BATAM — Badan Pengusahaan (BP) Batam membidik kawasan ini menjadi pusat ekosistem kendaraan listrik di Asia Tenggara. Target itu tidak hanya mencakup pembangunan pabrik, tetapi juga industri pendukung seperti baterai, komponen, pusat logistik, hingga infrastruktur pengisian daya.
Deputi Bidang Investasi BP Batam Fary Djemy Francis menegaskan bahwa potensi ekonomi terbesar lahir ketika seluruh sektor saling terhubung dalam satu sistem. "Yang ingin kita bangun bukan hanya industri kendaraan listrik, tetapi seluruh ekosistemnya. Mulai dari industri baterai, komponen, pusat logistik, data center, energi hijau, infrastruktur pengisian daya, hingga pusat riset dan inovasi," ujarnya dalam keterangan resmi yang diterima di Batam, Sabtu.
Investasi VinFast, anak usaha VinGroup, menjadi momentum awal pengembangan ekosistem ini.
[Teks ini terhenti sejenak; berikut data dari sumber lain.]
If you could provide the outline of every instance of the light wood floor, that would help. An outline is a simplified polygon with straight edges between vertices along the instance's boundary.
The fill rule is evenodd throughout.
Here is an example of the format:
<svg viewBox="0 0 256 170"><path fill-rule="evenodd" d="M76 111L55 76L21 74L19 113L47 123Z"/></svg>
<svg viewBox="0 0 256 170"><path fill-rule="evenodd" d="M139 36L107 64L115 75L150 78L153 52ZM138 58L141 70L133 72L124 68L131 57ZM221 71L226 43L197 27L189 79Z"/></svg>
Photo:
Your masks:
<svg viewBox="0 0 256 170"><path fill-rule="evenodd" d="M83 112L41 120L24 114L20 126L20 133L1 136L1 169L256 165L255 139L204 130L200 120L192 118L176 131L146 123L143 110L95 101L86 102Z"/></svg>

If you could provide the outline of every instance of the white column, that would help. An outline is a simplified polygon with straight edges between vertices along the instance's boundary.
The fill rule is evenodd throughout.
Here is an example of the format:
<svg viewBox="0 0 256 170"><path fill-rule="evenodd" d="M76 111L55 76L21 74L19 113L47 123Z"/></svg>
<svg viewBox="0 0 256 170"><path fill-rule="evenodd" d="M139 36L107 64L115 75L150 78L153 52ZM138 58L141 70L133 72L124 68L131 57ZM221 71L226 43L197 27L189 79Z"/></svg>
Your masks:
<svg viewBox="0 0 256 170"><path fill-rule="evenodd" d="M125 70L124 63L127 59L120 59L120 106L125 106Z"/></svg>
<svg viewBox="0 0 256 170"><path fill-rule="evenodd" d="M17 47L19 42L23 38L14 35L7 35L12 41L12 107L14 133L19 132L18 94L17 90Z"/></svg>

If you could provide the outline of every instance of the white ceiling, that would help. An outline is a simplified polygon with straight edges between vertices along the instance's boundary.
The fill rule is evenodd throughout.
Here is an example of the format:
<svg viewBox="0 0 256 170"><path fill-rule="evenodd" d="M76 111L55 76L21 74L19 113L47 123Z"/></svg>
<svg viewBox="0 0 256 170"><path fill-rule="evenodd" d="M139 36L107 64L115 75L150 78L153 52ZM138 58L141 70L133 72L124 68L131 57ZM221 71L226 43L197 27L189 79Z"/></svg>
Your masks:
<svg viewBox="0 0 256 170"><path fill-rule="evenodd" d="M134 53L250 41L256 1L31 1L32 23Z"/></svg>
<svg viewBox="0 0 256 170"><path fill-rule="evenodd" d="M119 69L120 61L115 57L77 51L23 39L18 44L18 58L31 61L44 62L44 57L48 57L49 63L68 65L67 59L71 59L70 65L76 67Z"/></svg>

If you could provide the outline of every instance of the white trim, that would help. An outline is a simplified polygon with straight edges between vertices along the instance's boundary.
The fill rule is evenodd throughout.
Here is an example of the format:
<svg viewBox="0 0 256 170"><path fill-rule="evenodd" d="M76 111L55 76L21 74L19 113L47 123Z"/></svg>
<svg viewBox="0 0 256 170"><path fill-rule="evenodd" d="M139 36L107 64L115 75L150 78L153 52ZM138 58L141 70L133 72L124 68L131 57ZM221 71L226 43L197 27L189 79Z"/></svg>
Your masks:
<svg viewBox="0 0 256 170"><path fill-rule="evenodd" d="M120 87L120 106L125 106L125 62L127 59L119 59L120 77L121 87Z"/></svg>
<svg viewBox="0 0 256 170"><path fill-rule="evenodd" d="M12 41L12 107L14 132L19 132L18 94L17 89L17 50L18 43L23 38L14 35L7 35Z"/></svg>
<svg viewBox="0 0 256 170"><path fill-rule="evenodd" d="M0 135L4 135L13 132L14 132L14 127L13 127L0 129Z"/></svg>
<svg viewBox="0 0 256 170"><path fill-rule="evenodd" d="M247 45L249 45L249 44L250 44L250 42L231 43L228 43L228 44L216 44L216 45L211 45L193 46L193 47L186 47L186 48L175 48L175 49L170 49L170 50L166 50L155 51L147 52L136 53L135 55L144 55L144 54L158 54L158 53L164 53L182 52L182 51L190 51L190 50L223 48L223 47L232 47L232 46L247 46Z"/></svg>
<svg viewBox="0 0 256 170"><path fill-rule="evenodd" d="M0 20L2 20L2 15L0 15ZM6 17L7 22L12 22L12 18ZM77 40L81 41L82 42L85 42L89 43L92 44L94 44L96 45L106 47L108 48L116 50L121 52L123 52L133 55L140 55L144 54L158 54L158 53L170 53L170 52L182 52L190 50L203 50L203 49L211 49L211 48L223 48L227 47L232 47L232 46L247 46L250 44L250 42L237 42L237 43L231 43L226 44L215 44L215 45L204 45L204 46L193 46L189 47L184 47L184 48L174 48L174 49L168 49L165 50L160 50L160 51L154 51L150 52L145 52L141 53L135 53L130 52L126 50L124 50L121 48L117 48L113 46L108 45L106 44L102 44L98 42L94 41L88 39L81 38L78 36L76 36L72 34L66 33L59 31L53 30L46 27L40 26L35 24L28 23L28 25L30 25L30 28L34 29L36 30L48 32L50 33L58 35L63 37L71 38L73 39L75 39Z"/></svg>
Perusahaan asal Vietnam itu menargetkan pembangunan sekitar 63.000 titik pengisian kendaraan listrik di Indonesia dengan nilai investasi mencapai 300 juta dolar AS. Batam masuk dalam rencana pengembangan tersebut.
Fary menilai keberhasilan VinGroup menjadi salah satu perusahaan terbesar di Asia Tenggara menunjukkan bahwa daya saing kawasan tidak lagi ditentukan oleh luas area industri atau besarnya insentif. "VinGroup tidak sekadar membangun proyek. Mereka membangun ekosistem. Ketika kawasan, industri, pendidikan, kesehatan, teknologi, dan mobilitas saling terhubung, maka investasi akan terus menciptakan nilai baru," katanya.
Untuk mewujudkan target tersebut, BP Batam tidak hanya fokus menarik investor baru. Lembaga itu tengah membangun Global Investment Ecosystem yang mengintegrasikan kepastian lahan, ketersediaan energi dan air, pelabuhan modern, Bandara Hang Nadim, kawasan industri, pusat data, konektivitas digital, serta sumber daya manusia unggul.
Transformasi ini sejalan dengan upaya BP Batam memperkuat posisi kawasan sebagai destinasi investasi yang memberikan kepastian regulasi dan kemudahan berusaha. Posisi strategis Batam di jalur perdagangan internasional, didukung status free trade zone (FTZ) dan kedekatan dengan Singapura serta Malaysia, dinilai menjadi modal utama menarik perusahaan global.
Fary menegaskan bahwa kunjungan delegasi BP Batam ke Vietnam merupakan bagian dari strategi percepatan transformasi. Menurutnya, persaingan investasi global telah berubah, dan investor kini mencari ekosistem yang memberikan kepastian, kecepatan, keberlanjutan, serta peluang berkembang.
"Persaingan investasi global telah berubah. Investor tidak lagi hanya mencari lahan atau insentif, tetapi mencari ekosistem yang memberikan kepastian, kecepatan, keberlanjutan, dan peluang untuk terus berkembang. Itulah arah baru Batam," sebut Fary.
Melalui VinFast dan mitranya V-GREEN, VinGroup mulai mengembangkan ekosistem kendaraan listrik di Indonesia yang mencakup fasilitas produksi, jaringan distribusi, hingga infrastruktur pengisian daya. Rencana pengembangan di Batam menjadi bagian dari jaringan distribusi tersebut di kawasan barat Indonesia.